We find that the same results are achieved. Now we validate the same for the second model:

In [17]:
# import our functions
import sys
sys.path.insert(0,'')
import my_functions

# import data
import pandas as pd
df = pd.read_csv('california_housing_test.csv')
df = df.values.tolist()

# convert dataframe to nested lists
median_house_value = transpose([[df[i][8] for i in range(len(df))]])
X = transpose([[10000 * df[i][7] for i in range(len(df))]])
[X[i].append(df[i][3]) for i in range(len(df))]

# add vector of 1's for beta_0 coefficient to predictor variables matrix
def add_constants(x):
  for i in range(len(x)):
    x[i].insert(0,1)
  return x

# put together wrapper function for calculating coefficients
def coefficient(y,x):
  x = add_constants(x)
  return mult(invert(mult(transpose(x), x)), mult(transpose(x), y))

# results
print(coefficient(median_house_value, X))

[[48588.09296842851], [4.086787690345522], [0.639744737291295]]

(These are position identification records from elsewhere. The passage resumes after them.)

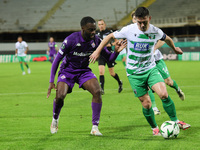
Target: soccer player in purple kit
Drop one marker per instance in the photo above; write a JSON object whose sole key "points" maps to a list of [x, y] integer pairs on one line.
{"points": [[52, 49], [76, 49]]}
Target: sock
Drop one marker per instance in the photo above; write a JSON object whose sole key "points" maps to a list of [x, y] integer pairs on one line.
{"points": [[101, 78], [117, 78], [169, 107], [149, 115], [27, 66], [21, 65], [57, 108], [175, 85], [152, 97], [96, 110], [124, 63]]}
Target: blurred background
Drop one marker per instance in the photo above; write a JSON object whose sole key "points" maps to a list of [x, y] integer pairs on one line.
{"points": [[38, 20]]}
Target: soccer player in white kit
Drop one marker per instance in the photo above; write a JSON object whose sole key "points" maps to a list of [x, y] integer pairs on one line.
{"points": [[20, 52], [141, 67]]}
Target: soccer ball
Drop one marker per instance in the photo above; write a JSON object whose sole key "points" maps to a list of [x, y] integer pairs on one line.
{"points": [[169, 129]]}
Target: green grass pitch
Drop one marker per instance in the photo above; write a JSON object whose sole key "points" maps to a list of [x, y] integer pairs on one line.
{"points": [[26, 114]]}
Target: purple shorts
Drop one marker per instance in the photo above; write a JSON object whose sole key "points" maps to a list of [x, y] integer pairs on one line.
{"points": [[71, 78], [52, 54]]}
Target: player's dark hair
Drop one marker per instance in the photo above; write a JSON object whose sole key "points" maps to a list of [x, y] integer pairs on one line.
{"points": [[133, 14], [141, 12], [86, 20]]}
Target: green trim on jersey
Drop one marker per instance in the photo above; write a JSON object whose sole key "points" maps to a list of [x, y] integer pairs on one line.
{"points": [[141, 82]]}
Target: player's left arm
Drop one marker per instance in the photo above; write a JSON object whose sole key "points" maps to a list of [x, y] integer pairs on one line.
{"points": [[119, 46], [170, 42], [96, 53]]}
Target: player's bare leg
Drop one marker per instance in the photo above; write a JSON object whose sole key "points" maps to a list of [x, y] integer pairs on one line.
{"points": [[149, 113], [173, 84], [101, 78], [93, 87], [168, 104], [58, 103], [115, 75]]}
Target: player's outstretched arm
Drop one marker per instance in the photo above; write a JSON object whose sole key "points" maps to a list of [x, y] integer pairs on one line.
{"points": [[170, 42], [96, 53], [120, 45]]}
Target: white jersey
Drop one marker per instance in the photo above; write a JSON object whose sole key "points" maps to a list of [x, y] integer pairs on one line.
{"points": [[140, 56], [21, 48], [158, 55]]}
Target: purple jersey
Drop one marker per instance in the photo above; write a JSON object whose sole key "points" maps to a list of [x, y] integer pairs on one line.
{"points": [[76, 52], [52, 48]]}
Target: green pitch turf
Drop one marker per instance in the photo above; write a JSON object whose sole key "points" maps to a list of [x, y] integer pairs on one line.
{"points": [[26, 113]]}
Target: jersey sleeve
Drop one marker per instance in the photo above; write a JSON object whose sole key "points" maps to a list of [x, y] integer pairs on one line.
{"points": [[120, 34], [161, 35]]}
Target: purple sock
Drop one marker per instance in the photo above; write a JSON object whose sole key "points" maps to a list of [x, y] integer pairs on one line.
{"points": [[56, 109], [96, 110]]}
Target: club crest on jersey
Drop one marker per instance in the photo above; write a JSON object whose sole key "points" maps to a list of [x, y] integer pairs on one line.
{"points": [[93, 45], [63, 77], [141, 46]]}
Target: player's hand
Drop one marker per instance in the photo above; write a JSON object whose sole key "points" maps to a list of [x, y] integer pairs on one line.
{"points": [[178, 50], [51, 86], [120, 45], [94, 56]]}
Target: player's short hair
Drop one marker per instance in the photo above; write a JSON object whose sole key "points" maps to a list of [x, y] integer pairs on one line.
{"points": [[86, 20], [141, 12]]}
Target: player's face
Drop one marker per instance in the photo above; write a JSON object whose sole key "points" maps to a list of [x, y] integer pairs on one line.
{"points": [[51, 39], [19, 39], [143, 23], [101, 25], [88, 31], [134, 19]]}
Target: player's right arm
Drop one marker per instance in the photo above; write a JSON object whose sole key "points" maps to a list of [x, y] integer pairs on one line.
{"points": [[61, 53]]}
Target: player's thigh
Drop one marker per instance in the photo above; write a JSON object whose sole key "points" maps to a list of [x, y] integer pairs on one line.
{"points": [[145, 100], [139, 84], [101, 69], [92, 85], [162, 68], [62, 89]]}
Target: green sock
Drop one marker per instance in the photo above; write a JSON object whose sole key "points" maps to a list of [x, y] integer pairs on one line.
{"points": [[149, 115], [27, 66], [124, 63], [169, 107], [21, 65], [175, 85], [152, 97]]}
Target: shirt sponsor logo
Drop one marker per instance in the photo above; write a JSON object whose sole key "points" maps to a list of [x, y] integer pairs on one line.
{"points": [[78, 44], [63, 77], [141, 46], [61, 52]]}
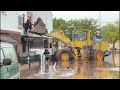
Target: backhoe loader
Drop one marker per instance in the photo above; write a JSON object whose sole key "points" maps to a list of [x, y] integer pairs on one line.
{"points": [[82, 48]]}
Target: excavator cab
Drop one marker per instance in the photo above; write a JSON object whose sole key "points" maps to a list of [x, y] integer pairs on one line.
{"points": [[81, 38]]}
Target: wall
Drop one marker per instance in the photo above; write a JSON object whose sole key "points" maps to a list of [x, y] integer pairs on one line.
{"points": [[10, 21], [46, 16]]}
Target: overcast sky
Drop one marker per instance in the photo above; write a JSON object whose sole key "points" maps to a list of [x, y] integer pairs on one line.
{"points": [[106, 16]]}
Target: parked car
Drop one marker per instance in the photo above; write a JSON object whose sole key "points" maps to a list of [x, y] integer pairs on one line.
{"points": [[29, 56], [9, 66]]}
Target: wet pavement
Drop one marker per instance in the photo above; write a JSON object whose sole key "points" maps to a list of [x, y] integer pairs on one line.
{"points": [[98, 73]]}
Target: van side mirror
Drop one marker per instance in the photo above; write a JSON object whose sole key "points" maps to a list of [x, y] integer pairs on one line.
{"points": [[6, 61]]}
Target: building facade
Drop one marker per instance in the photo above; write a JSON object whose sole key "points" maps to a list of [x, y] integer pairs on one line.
{"points": [[11, 25]]}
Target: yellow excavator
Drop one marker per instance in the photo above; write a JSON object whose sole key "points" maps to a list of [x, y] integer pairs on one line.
{"points": [[82, 48]]}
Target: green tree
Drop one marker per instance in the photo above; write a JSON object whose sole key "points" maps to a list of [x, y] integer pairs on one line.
{"points": [[68, 26], [110, 33]]}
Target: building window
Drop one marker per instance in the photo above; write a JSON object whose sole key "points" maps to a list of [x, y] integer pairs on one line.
{"points": [[4, 13], [21, 20]]}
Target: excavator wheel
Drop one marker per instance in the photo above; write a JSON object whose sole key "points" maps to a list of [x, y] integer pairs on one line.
{"points": [[64, 57], [98, 58]]}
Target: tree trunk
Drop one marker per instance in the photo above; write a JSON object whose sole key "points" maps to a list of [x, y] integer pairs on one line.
{"points": [[113, 53]]}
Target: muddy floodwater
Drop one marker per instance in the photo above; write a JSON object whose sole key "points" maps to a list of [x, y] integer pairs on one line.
{"points": [[98, 73]]}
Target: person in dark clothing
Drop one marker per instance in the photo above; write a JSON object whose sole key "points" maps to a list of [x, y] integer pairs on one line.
{"points": [[27, 25]]}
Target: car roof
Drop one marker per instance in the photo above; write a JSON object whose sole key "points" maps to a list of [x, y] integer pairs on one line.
{"points": [[5, 44]]}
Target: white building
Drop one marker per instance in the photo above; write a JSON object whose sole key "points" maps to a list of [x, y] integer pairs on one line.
{"points": [[46, 16], [11, 24]]}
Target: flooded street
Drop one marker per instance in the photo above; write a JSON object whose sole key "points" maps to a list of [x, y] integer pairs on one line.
{"points": [[98, 73]]}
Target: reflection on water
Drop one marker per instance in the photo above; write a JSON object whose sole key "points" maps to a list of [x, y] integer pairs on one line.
{"points": [[104, 73], [98, 73]]}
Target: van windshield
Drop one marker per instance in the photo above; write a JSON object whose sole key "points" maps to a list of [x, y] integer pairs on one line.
{"points": [[10, 53]]}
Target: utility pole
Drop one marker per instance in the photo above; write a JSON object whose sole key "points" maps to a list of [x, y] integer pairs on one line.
{"points": [[100, 20]]}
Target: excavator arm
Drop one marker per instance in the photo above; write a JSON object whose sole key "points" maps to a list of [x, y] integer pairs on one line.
{"points": [[60, 36]]}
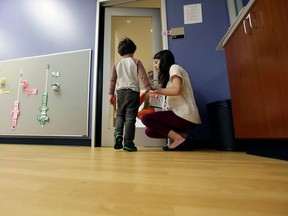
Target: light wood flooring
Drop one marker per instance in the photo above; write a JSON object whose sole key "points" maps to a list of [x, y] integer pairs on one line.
{"points": [[40, 180]]}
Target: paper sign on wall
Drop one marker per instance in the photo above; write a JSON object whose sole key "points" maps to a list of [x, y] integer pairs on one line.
{"points": [[193, 13]]}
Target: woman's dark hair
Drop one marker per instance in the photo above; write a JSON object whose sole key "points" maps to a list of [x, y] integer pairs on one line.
{"points": [[167, 59], [126, 46]]}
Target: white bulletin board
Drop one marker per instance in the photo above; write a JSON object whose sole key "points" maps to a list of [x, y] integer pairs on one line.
{"points": [[45, 95]]}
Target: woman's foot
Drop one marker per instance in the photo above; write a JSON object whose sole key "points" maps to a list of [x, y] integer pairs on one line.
{"points": [[179, 146]]}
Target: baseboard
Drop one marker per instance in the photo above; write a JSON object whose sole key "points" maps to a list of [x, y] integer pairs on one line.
{"points": [[47, 141], [277, 149]]}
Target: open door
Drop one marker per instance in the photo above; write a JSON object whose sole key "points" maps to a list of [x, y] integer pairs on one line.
{"points": [[143, 26]]}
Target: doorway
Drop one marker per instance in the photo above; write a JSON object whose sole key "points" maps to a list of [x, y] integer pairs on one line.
{"points": [[143, 26]]}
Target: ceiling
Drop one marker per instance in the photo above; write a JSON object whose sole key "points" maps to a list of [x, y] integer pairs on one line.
{"points": [[132, 3]]}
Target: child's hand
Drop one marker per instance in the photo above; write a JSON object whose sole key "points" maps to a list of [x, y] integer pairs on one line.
{"points": [[153, 94], [113, 101]]}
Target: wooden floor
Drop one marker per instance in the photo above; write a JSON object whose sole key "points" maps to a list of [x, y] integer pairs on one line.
{"points": [[81, 181]]}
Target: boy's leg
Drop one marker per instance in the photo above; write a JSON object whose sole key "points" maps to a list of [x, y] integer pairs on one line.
{"points": [[119, 122], [133, 100]]}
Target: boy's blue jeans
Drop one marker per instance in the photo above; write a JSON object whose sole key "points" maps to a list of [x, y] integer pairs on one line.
{"points": [[127, 110]]}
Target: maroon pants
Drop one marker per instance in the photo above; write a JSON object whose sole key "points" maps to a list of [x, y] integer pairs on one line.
{"points": [[160, 123]]}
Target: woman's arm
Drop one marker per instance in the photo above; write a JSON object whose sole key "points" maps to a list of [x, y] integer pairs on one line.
{"points": [[173, 90]]}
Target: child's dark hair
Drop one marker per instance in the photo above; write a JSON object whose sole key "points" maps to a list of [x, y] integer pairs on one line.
{"points": [[126, 46], [167, 59]]}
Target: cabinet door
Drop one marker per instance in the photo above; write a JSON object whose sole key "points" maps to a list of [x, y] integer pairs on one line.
{"points": [[247, 106], [271, 36], [258, 72]]}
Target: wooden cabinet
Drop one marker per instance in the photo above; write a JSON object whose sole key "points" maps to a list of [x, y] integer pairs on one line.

Again, the same results for the coefficients are given, so we can be satisfied that the OLS estimators were computed correctly using our methods developed from linear algebra fundamentals.

# 5.0 Conclusion

This tutorial serves as the starting point for students of linear algebra. The validation of an important statistical result with deep linear algebra connections provides an idea of how linear algebra is behind many powerful ideas. By using its fundamental methods and programming concepts, an appreciation of practical application to real world problems is also provided. 

However, for brevity's sake significant gaps of knowledge exist in this tutorial. For example, the underlying assumptions that validate linear regression are ignored, and a lengthy geometrical interpretation of OLS estimators in linear algebra was omitted. 

On the other hand, it is hoped readers will appreciate that further exploration of statistical concepts can only be developed with knowledge of linear algebra, and that their practical application can be fully exploited by tools which are themselves inspired by linear algebra. 

# 6.0 References

https://developers.google.com/machine-learning/crash-course/california-housing-data-description

https://pandas.pydata.org/

https://www.statsmodels.org/dev/gettingstarted.html

Schott, J. R. (2017). Matrix analysis for statistics.